I had infinite opportunities of observing the habits of those sea-monsters, the sharks. Many of them, I have no doubt, had followed us all the way from the African coast, for there were several with whose aspect I had grown familiar, from having noticed them day after day. Indeed several of them were marked by the cicatrices of old wounds, which probably they had received in encounters with antagonists of their own species, or in battles with some other voracious monsters of the deep. By these scars was I enabled to distinguish more than one; and I am certain they had followed us all the way, for I had noticed some of the marked individuals as we sailed out of the Gulf. I had observed, too, that there were several kinds of them, though the sailors took little notice of the distinction, calling them all by their well-known characteristic name of “sharks.” Indeed, my own observations of them were not very minute or scientific. I had too much upon my mind, as well as upon my hands, to direct any thoughts beyond the boundaries of the vessel; and it was only at intervals that I gave any attention to the sea or its finny inhabitants. One thing I could not help observing, and that was, that the number of the sharks had daily increased, and kept increasing; and now, at the end of two weeks, they could be seen around the barque in dozens—sometimes gliding across her course, and sometimes running in the same direction, like a shoal of porpoises!

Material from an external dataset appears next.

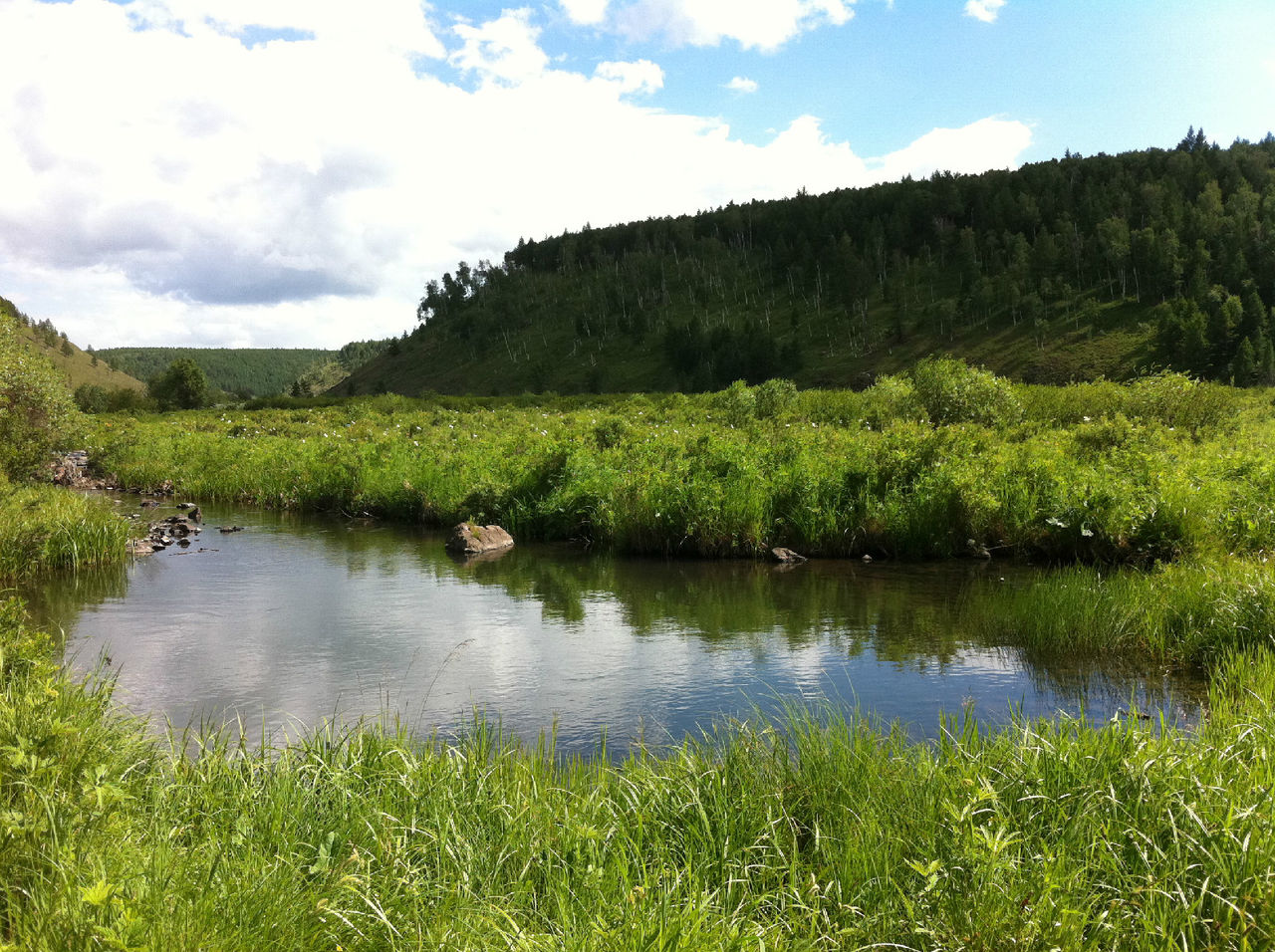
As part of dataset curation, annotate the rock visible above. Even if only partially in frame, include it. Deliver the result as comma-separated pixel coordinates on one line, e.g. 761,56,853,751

At other times they would be seen all around the vessel, looking up at her sides as though they would leap aboard, and glaring greedily with their eyes, like hungry dogs expecting a bone to be thrown them.

To one not accustomed to it, it would have been a fearful sight; but, along with the rest, I had grown so used to these demonstrations that I could look upon them without the slightest feeling of concern.

But to return to the relation of that fearful calamity I have promised to describe.